Das Argument, sozialintegrative Betriebe nehmen der Wirtschaft Geschäft weg,durch die Studie widerlegt. Im Gegenteil, die so genannten regulären Betriebe profitieren davon.

Schließlich flossen laut der Studie über die Ausgaben der Beschäftigungsbetriebe durchschnittlich jährlich 8 Mio. Euro, rund ein Viertel des Gesamtbudgets, direkt in die Wiener Wirtschaft. Über ein Fünftel der Einnahmen wiederum stammten aus Markterlösen.

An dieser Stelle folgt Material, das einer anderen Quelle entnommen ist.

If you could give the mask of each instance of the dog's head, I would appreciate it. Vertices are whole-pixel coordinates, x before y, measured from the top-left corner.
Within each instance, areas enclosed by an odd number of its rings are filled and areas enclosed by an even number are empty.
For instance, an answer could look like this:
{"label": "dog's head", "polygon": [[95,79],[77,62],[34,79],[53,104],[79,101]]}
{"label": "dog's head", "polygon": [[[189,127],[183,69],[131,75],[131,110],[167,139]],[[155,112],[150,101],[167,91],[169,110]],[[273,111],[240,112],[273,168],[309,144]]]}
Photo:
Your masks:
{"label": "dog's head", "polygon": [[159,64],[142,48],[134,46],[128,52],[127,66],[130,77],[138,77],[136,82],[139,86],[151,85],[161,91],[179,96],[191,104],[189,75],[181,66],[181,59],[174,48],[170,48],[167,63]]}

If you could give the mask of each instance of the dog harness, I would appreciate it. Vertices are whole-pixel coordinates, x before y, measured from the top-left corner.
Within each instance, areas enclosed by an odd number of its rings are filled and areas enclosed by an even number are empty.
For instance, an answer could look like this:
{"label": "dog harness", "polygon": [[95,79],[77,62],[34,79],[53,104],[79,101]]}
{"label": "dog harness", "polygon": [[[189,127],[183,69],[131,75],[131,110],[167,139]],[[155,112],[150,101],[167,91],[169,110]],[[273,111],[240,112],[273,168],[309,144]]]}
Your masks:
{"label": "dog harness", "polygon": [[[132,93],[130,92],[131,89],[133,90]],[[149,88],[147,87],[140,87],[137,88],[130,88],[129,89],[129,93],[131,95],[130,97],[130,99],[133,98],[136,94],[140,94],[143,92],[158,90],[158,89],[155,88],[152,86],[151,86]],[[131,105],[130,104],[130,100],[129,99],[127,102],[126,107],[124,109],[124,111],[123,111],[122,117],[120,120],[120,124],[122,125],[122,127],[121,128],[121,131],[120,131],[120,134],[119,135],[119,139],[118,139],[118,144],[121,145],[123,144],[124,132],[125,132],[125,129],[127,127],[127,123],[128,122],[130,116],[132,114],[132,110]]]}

Um die Qualität der nachhaltigen Integration auch weiterhin sicherstellen zu können, fordert Volkshilfe Beschäftigung individuell angepasste und auch längere Verweildauer für spezielle Zielgruppen. Ebenso muss das Prinzip der Freiwilligkeit, das als zentraler Erfolgsfaktor für gute Integrationsarbeit gilt, weiterhin gewährleistet sein.

Volkshilfe Beschäftigung ist ein gemeinnütziger Verein mit dem Ziel einer nachhaltigen Integration von arbeitslosen und behinderten Menschen in den Arbeitsmarkt.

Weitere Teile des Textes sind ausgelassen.